Mêlant habilement enquête policière et vie privée des personnages (Le mystérieux Kenji Mori dévoile un secret jusqu’ici bien gardé), Le carrefour des écrasés est un opus honnête dans cette série qui nous plonge avec ravissement dans le Paris des cabarets, des poètes, des peintres et des petits métiers. Charmant et distrayant.
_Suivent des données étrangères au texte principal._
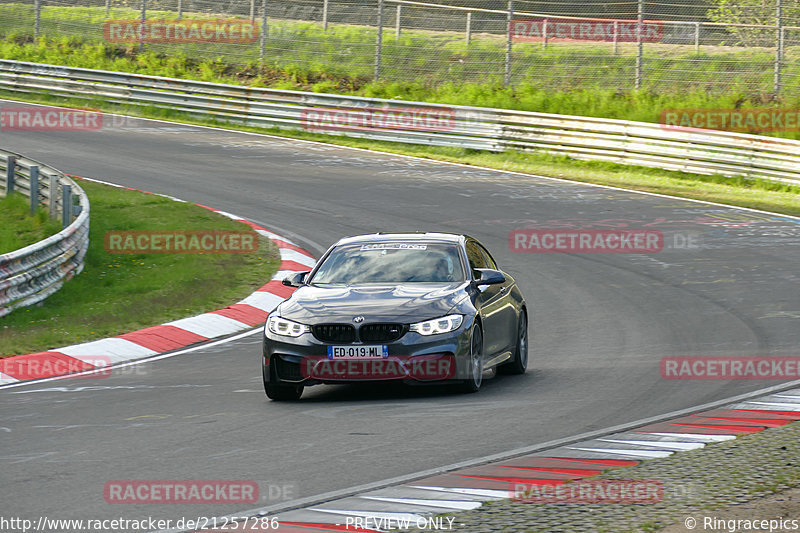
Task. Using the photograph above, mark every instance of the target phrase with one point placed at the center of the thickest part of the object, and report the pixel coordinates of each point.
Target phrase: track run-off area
(725, 283)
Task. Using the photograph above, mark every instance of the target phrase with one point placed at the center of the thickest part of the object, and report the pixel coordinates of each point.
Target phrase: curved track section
(601, 323)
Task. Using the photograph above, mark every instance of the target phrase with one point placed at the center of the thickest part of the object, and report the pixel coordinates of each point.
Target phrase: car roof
(406, 237)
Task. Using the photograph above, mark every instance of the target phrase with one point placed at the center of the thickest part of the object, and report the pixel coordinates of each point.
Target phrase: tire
(281, 393)
(475, 379)
(520, 361)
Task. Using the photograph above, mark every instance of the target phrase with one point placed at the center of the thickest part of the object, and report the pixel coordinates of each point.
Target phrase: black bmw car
(416, 307)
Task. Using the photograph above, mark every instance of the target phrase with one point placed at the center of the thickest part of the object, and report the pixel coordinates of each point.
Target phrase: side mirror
(489, 277)
(295, 280)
Pour le troisième volume des aventures policières de Victor Legris, les sœurs Korb ont fait fort : restituer la vie de Paris en 1891 en explorant le monde de la nuit. En effet, en cette fin de siècle, la Ville Lumière connaît, à nouveau, une série de meurtres (particulièrement sanglants, selon moi) et, parmi les victimes, se trouve Noémi Gerfleur, chanteuse de café-concert. Et les péripéties de l’enquête nous font entrer au « Chat noir », à l’ « Eldorado », au « Moulin Rouge », tous ces lieux devenus mythiques, auréolés de légendes relayées depuis longtemps par la peinture, la littérature ou le cinéma. Et, au détour d’une description, des figures hautes en couleurs du monde du spectacle de la Belle Epoque se manifestent : Valentin le Désossé, la Goulue, Nini Patte-en-l'air, Jane Avril ou bien encore Yvette Guilbert. Et que dire du public, mélange hétéroclite de noblaillons, de bourgeois voulant s’encanailler et de bohèmes alcooliques ? Que s’y trouvent Henri de Toulouse-Lautrec, Paul Verlaine, Bibi la Purée ou le prince de Sagan, pas loin de femmes de petite vertu et de leur maquereau. Mais le plus drôle, ce sont les extraits de chansons qui émaillent ces pages-là. Edifiantes paroles que celles-là, véritables vers de mirliton, prouvant qu’il y a toujours eu une chanson française populaire ET idiote. Mais d’autres lieux sont visités par les deux enquêteurs (Victor Legris et son commis, Joseph Pignot, de plus en plus présent) : le Jardin des Plantes, le Mont-de-Piété, la Salpêtrière, l’église de Saint-Etienne-du-Mont… si bien que la cartographie de Paris se complète un peu plus. Ne pas oublier que sont également tirés de l’oubli certains petits métiers aujourd’hui disparus, mais fixés à jamais sur les photographies d’Eugène Atget : le chevrier beauceron distributeur de lait, la marchande de quatre-saisons, les vendeurs de journaux à la criée … Bref, ce qui fait le succès de ces romans policiers réside dans la résurrection d’une capitale qui est définitivement perdue au fil des transformations urbaines. Ainsi que des dialogues fleuris de savoureuses expressions argotiques, aujourd’hui cantonnées aux chansons de Pierre Perret… si bien que l’enquête policière en devient secondaire.